Presented at: Bavarian Macro Day, University of Graz, LMU Munich, 13th ifo Conference on Macroeconomics and Survey Data, Verein für Socialpolitik, ifo Instiute, FAU/IAB, NBB Workshop on Macroeconomics and Survey Data, NOeG WU Winter Workshop 2023.
- Monetary Policy Interactions: The Policy Rate, Asset Purchases, and Optimal Policy with an Interest Rate Peg (with R. Mau and J. Rawls, revise and resubmit) [CESifo WP'23]
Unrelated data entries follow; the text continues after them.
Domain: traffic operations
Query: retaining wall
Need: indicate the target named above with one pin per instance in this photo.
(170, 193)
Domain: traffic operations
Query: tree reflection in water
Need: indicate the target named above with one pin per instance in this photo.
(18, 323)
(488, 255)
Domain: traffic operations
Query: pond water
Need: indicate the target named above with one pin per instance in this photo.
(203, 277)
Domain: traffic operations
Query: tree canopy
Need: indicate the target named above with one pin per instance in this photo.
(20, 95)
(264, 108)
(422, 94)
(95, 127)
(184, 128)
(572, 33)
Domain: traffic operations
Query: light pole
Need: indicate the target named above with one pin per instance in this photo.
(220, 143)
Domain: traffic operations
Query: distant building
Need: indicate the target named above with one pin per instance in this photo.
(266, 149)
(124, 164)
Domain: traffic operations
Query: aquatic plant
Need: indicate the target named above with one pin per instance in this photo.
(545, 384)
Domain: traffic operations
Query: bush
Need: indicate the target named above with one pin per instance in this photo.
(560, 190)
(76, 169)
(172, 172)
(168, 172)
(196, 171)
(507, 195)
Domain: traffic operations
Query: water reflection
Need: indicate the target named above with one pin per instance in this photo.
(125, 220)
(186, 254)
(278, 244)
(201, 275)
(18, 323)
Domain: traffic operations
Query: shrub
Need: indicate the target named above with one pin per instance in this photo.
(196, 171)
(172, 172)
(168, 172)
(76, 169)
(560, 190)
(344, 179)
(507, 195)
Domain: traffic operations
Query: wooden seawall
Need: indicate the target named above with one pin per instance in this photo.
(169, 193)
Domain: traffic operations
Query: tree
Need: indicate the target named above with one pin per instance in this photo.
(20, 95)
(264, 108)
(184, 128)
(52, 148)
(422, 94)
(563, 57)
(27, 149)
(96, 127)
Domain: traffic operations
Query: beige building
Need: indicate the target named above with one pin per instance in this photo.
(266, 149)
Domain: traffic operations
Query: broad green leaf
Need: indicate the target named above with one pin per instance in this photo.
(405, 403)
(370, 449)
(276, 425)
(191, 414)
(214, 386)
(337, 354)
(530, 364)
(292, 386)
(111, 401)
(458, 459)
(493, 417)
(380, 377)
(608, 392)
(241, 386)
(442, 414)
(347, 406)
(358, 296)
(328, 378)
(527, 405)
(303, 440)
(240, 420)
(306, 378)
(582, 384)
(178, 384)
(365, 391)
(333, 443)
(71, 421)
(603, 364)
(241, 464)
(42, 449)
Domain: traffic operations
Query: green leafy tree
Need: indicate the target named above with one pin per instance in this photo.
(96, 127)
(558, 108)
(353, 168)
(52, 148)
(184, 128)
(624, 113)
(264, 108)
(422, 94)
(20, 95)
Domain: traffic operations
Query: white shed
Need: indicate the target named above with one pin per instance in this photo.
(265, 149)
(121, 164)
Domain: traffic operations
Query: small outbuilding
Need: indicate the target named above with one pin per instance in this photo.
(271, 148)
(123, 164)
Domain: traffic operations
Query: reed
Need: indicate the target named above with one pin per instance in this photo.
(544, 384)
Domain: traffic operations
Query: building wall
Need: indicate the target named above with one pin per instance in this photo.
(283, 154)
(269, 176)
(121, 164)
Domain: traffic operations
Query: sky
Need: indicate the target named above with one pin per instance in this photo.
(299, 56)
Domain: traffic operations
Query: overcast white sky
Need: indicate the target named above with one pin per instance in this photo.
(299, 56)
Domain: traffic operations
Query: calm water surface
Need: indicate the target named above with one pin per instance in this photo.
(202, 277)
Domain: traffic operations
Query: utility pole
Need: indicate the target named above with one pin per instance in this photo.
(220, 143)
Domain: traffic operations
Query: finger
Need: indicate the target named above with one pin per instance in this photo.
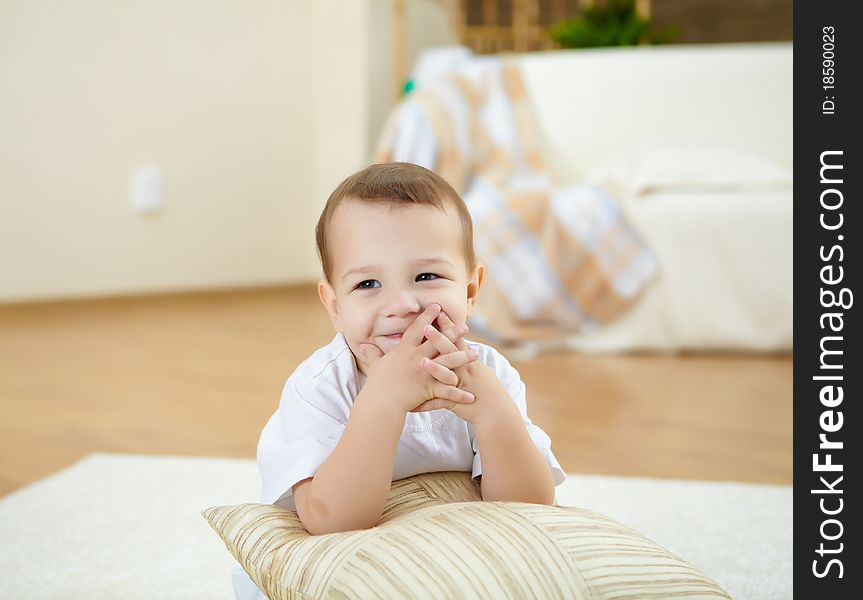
(441, 343)
(454, 360)
(414, 334)
(453, 332)
(369, 354)
(434, 404)
(448, 392)
(439, 372)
We study monetary policy in a New Keynesian model with a variable credit spread and scope for central bank asset purchases to matter. A novel financial and labor market interaction generates an endogenous cost-push channel in the Phillips curve and a credit wedge in the IS curve. The ``divine coincidence" holds with the nominal short-term rate and central bank balance sheet available as policy tools. Credit spread-targeting balance sheet policy provides a determinate equilibrium with a fixed policy rate. This policy induces similar welfare losses relative to dual-instrument policy as inflation-targeting interest rate policy with a fixed balance sheet.
Presented at: I-85 Macroeconomics Workshop, Midwest Macro Spring 2022, Bank of Canada, ASSA 2022 Annual Meeting (poster session), LMU Munich, University of Notre Dame.
SELECTED WORK IN PROGRESS:
- Monetary Policy, Bank Rate Pass-Through, and Income Source (with J. Pandolfo) [draft coming soon]
We present evidence on banks' market power in payment services and relate this to monetary policy transmission through deposit rates. Banks with market power in payment services not only charge higher fees for their service but also offer lower deposit rates with less pass-through from monetary policy shocks. We propose a model where banks use product tying for deposits and payment services: banks leverage market power in payment services to exert pricing power in deposit rates. Thus, deposit rates and fees are linked, and pass-through depends on the extent of market power on both sides. We leverage our model to discuss the implications of these findings for monetary transmission mechanisms and financial stability.
This paper presents new evidence that the global rise in corporate saving across major advanced economies over the last two decades is driven by large firms. Their rapid growth in gross profits as a share of corporate value added, coupled with sluggish growth in dividend payment, has been the main source for the differential change in saving rates between large and small firms. We develop a model where liquidity constraints and financial frictions amplify exogenous heterogeneity across firms. We illustrate how the trend decline in the global real interest rate can rationalize the observed pattern of rising granularity in corporate savings, as larger and less constrained firms are better able to exploit more profitable investment opportunities. These firms, in turn, grow more rapidly, endogenously causing higher concentration within industries.